Gesetzesbeschluss Bundestag

Gegenüber dem Regierungsentwurf enthält der Gesetzesbeschluss des Bundestages einige Änderungen, auf die im Folgenden bei der Darstellung der allgemeinen Regelung an den einzelnen Stellen hingewiesen wird. Generell wird durch die Änderungen des Bundestages durchgängig auf eine einheitliche veranlagungszeitraumabhängige Betrachtung abgestellt.

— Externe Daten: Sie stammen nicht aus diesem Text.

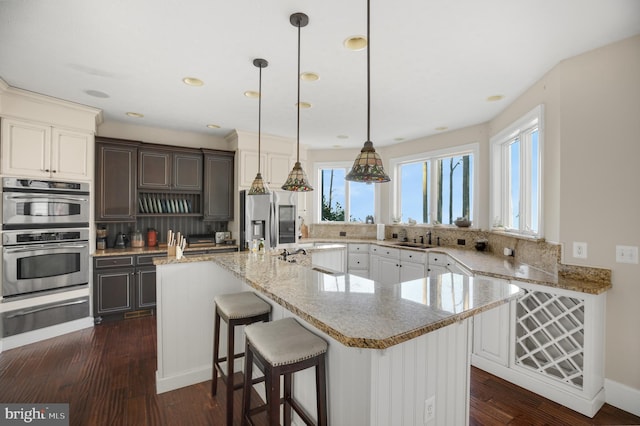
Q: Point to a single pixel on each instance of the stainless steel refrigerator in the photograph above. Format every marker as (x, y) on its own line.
(272, 217)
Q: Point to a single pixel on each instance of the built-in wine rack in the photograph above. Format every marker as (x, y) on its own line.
(550, 336)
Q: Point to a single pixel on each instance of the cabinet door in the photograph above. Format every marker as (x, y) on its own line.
(389, 272)
(491, 334)
(70, 154)
(154, 169)
(187, 171)
(113, 291)
(411, 271)
(26, 149)
(218, 185)
(146, 287)
(116, 169)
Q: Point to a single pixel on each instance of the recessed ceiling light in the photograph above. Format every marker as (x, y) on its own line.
(495, 98)
(356, 43)
(192, 81)
(96, 93)
(309, 76)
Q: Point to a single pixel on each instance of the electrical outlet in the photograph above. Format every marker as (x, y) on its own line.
(579, 250)
(429, 409)
(627, 254)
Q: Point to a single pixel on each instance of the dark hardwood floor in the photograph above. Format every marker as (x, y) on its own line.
(107, 375)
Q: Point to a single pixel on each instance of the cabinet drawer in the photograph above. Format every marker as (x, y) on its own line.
(390, 253)
(359, 260)
(113, 262)
(358, 248)
(413, 256)
(439, 259)
(147, 259)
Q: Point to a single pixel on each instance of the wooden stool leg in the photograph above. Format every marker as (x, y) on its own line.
(230, 361)
(216, 344)
(287, 399)
(321, 391)
(246, 390)
(274, 395)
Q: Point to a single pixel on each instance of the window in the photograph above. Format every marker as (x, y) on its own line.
(340, 200)
(436, 186)
(516, 175)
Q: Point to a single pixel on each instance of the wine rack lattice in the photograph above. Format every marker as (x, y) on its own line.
(550, 336)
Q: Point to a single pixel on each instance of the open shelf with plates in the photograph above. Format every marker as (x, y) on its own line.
(169, 204)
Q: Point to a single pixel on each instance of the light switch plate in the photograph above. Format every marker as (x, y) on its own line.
(627, 254)
(579, 250)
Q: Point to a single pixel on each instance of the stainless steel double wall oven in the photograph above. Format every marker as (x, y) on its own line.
(45, 249)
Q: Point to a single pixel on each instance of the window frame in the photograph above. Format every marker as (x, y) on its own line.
(499, 174)
(317, 211)
(472, 149)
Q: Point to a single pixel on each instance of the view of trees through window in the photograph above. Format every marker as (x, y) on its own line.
(342, 199)
(442, 187)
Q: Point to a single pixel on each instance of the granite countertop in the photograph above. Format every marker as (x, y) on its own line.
(362, 313)
(160, 251)
(590, 280)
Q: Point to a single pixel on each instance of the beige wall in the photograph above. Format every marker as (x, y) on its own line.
(113, 129)
(600, 178)
(591, 176)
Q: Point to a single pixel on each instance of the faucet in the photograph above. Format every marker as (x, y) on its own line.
(284, 254)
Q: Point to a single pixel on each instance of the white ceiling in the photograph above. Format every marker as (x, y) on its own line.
(433, 62)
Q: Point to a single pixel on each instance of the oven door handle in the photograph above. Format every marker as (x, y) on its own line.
(45, 308)
(33, 247)
(55, 198)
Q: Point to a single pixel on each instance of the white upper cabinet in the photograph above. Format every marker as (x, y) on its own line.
(41, 151)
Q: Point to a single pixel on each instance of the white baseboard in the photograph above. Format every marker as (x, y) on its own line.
(45, 333)
(187, 378)
(622, 396)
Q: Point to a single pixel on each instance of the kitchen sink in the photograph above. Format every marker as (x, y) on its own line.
(413, 245)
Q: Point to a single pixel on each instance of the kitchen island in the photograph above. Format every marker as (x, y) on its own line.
(394, 350)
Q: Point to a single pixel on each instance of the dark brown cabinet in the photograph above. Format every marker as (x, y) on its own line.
(116, 171)
(218, 189)
(123, 284)
(169, 170)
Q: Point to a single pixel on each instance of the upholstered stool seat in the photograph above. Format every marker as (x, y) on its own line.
(236, 309)
(283, 347)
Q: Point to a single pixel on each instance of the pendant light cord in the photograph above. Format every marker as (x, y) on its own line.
(298, 105)
(368, 77)
(259, 114)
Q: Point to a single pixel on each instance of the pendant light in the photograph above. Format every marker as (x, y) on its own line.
(368, 165)
(259, 187)
(297, 180)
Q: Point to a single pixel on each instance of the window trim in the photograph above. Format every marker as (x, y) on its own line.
(499, 180)
(317, 172)
(471, 148)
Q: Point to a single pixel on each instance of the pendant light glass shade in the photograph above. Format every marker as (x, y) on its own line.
(368, 165)
(297, 180)
(259, 186)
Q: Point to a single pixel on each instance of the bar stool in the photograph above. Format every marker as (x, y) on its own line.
(236, 309)
(283, 347)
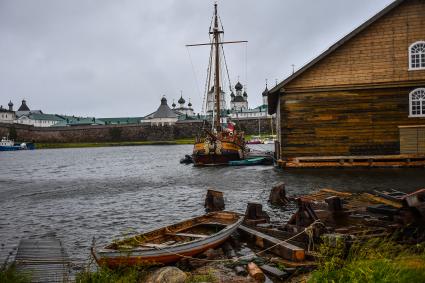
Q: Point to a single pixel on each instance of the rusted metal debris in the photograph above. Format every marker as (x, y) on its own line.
(278, 195)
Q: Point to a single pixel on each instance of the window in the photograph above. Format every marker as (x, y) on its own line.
(417, 103)
(417, 56)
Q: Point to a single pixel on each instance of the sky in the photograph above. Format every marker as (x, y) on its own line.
(117, 58)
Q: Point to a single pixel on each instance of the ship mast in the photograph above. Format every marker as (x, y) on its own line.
(216, 39)
(216, 44)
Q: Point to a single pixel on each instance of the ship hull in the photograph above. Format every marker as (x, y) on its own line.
(227, 152)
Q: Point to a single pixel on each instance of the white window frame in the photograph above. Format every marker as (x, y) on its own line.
(421, 105)
(410, 56)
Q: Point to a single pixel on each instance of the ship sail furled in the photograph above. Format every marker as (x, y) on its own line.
(218, 145)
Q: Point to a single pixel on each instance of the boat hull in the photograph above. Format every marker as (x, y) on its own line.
(113, 257)
(211, 154)
(10, 148)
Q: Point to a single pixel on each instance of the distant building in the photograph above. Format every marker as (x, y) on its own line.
(239, 101)
(39, 119)
(363, 96)
(182, 109)
(164, 115)
(7, 115)
(211, 105)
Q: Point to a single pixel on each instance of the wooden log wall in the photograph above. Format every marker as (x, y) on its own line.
(345, 122)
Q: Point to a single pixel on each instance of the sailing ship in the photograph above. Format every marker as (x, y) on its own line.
(218, 145)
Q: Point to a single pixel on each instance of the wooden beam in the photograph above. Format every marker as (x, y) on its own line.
(282, 249)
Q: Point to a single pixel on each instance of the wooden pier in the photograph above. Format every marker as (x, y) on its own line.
(403, 160)
(43, 259)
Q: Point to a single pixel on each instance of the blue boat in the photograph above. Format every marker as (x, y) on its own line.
(248, 162)
(9, 145)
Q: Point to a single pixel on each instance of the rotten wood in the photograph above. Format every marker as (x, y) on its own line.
(282, 249)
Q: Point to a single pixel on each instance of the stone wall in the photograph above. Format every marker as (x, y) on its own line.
(108, 133)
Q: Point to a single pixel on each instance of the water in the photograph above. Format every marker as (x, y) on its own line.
(111, 192)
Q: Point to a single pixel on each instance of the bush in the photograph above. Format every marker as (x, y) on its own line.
(374, 261)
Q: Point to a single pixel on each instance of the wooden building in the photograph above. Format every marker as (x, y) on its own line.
(365, 95)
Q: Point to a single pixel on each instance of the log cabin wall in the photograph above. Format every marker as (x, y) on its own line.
(353, 100)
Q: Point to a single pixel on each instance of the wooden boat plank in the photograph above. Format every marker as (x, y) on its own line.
(188, 235)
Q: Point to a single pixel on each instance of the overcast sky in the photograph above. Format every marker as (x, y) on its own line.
(117, 58)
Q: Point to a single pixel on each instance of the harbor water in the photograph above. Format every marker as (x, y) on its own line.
(108, 193)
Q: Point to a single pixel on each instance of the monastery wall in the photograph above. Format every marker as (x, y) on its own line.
(111, 133)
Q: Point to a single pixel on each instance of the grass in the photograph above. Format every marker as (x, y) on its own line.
(374, 261)
(106, 275)
(109, 144)
(9, 274)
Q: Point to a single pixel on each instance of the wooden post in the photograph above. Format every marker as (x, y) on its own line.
(214, 201)
(254, 214)
(255, 272)
(278, 195)
(334, 204)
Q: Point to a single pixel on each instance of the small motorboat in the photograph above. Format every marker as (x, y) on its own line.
(186, 160)
(7, 144)
(249, 162)
(171, 243)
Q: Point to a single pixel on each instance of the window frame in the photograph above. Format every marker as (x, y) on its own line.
(422, 106)
(410, 56)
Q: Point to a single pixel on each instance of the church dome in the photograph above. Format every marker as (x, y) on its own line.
(266, 92)
(238, 86)
(181, 100)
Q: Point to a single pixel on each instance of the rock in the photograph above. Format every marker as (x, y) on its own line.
(169, 274)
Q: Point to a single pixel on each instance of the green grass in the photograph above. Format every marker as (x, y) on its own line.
(9, 274)
(109, 144)
(374, 261)
(105, 275)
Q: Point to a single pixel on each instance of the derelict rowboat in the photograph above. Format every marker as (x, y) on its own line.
(170, 244)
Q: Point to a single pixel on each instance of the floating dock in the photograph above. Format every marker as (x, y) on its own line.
(43, 260)
(403, 160)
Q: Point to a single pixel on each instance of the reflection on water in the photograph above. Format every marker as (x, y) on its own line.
(109, 192)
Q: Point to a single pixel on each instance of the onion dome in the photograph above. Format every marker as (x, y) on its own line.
(181, 100)
(266, 91)
(238, 86)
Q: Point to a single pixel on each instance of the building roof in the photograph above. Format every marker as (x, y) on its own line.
(238, 98)
(5, 110)
(44, 117)
(164, 111)
(24, 106)
(121, 120)
(274, 92)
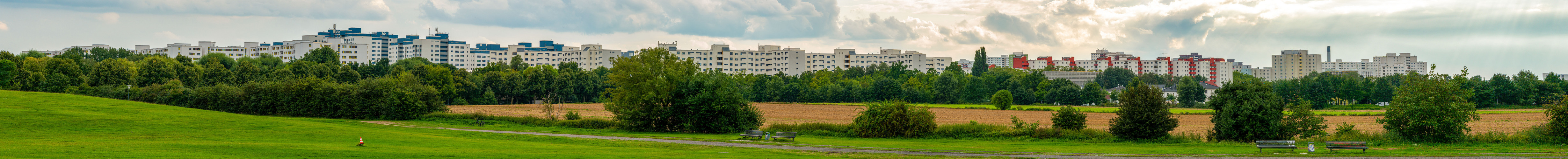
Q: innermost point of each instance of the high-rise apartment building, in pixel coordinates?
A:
(1379, 66)
(1291, 65)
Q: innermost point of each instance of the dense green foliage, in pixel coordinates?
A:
(1302, 122)
(657, 91)
(1003, 100)
(1247, 110)
(1431, 108)
(1068, 118)
(1144, 114)
(894, 119)
(1189, 93)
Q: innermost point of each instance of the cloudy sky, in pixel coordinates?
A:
(1490, 37)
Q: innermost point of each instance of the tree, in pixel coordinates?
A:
(1144, 114)
(323, 55)
(1114, 77)
(1068, 118)
(154, 71)
(893, 119)
(657, 91)
(112, 72)
(979, 68)
(7, 72)
(1302, 122)
(1191, 93)
(1093, 94)
(1003, 99)
(1247, 110)
(1429, 108)
(215, 74)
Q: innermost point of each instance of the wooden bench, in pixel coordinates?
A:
(1275, 146)
(755, 135)
(1346, 146)
(781, 135)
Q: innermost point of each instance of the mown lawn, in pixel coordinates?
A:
(1051, 146)
(1175, 111)
(57, 125)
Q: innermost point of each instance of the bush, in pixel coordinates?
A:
(573, 116)
(1073, 135)
(1144, 114)
(1003, 99)
(587, 124)
(1302, 122)
(971, 130)
(1068, 118)
(1429, 108)
(894, 119)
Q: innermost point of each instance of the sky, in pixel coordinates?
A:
(1489, 37)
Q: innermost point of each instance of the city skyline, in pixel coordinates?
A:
(1448, 33)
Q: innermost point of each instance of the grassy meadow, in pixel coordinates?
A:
(59, 125)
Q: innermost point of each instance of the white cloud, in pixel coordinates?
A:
(363, 10)
(109, 18)
(167, 35)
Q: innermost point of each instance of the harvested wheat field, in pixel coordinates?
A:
(777, 113)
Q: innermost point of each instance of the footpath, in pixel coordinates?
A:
(937, 153)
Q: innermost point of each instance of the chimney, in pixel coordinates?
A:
(1329, 52)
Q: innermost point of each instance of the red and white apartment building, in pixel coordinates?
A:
(1194, 65)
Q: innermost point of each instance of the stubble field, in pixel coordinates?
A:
(777, 113)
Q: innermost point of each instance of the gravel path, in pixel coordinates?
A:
(929, 153)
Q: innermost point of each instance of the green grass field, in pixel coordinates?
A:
(57, 125)
(1051, 146)
(1175, 111)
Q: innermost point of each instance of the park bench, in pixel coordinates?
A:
(1346, 146)
(1275, 146)
(755, 135)
(781, 135)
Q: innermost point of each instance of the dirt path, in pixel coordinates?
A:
(777, 113)
(927, 153)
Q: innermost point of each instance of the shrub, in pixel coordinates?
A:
(1003, 99)
(573, 116)
(1073, 135)
(894, 119)
(1429, 108)
(971, 130)
(1068, 118)
(1302, 122)
(1346, 128)
(1144, 114)
(587, 124)
(813, 128)
(1025, 127)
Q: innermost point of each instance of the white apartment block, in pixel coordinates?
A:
(1289, 65)
(794, 61)
(1216, 69)
(350, 44)
(1379, 66)
(551, 54)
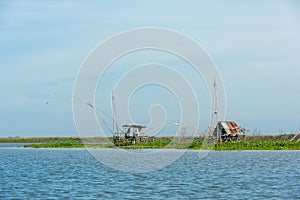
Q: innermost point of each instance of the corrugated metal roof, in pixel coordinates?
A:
(229, 127)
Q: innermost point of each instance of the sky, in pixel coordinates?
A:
(254, 44)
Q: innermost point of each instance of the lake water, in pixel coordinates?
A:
(75, 174)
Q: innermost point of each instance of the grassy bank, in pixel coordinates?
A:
(262, 145)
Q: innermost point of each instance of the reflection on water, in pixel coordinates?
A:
(74, 173)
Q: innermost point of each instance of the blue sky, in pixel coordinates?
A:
(255, 45)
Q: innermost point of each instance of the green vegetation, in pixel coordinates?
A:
(263, 145)
(257, 142)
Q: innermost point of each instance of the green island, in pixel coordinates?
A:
(251, 142)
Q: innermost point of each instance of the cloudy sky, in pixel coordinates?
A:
(254, 44)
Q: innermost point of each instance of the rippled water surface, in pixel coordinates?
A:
(75, 174)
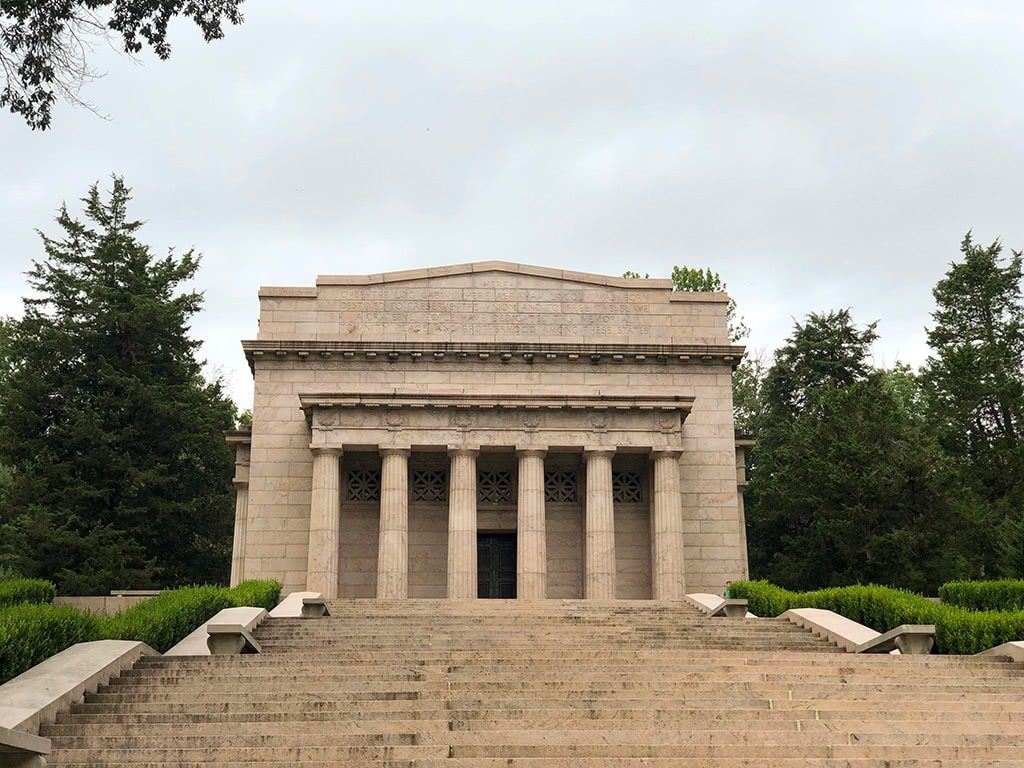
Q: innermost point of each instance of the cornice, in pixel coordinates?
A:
(389, 351)
(454, 398)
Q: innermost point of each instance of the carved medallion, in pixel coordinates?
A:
(668, 421)
(394, 419)
(327, 418)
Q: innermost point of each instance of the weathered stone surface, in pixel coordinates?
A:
(491, 357)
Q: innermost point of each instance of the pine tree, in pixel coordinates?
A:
(848, 483)
(975, 385)
(120, 474)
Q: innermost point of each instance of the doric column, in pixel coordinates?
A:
(241, 521)
(462, 524)
(667, 528)
(392, 555)
(599, 579)
(325, 522)
(531, 554)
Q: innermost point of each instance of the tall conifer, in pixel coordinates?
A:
(119, 472)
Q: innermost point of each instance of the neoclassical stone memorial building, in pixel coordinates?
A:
(491, 430)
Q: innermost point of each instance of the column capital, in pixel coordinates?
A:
(326, 451)
(656, 454)
(530, 451)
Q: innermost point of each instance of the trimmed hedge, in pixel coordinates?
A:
(257, 594)
(14, 591)
(30, 634)
(956, 630)
(163, 621)
(1007, 594)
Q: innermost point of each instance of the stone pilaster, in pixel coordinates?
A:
(241, 523)
(531, 554)
(462, 524)
(325, 522)
(392, 555)
(668, 580)
(599, 576)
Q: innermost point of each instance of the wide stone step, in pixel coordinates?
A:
(507, 751)
(755, 762)
(757, 729)
(536, 738)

Mit der Einführung eines neuen § 8d KStG sollen auch für Unternehmen, bei denen weder die Konzernklausel noch die Stille-Reserven-Klausel einschlägig sind, nicht genutzte Verluste trotz eines qualifizierten schädlichen Anteilseignerwechsels unter bestimmten Voraussetzungen weiterhin nutzbar sein. Dieser „gerettete“ Verlustvortrag wird als „fortführungsgebundener Verlustvortrag“ bezeichnet.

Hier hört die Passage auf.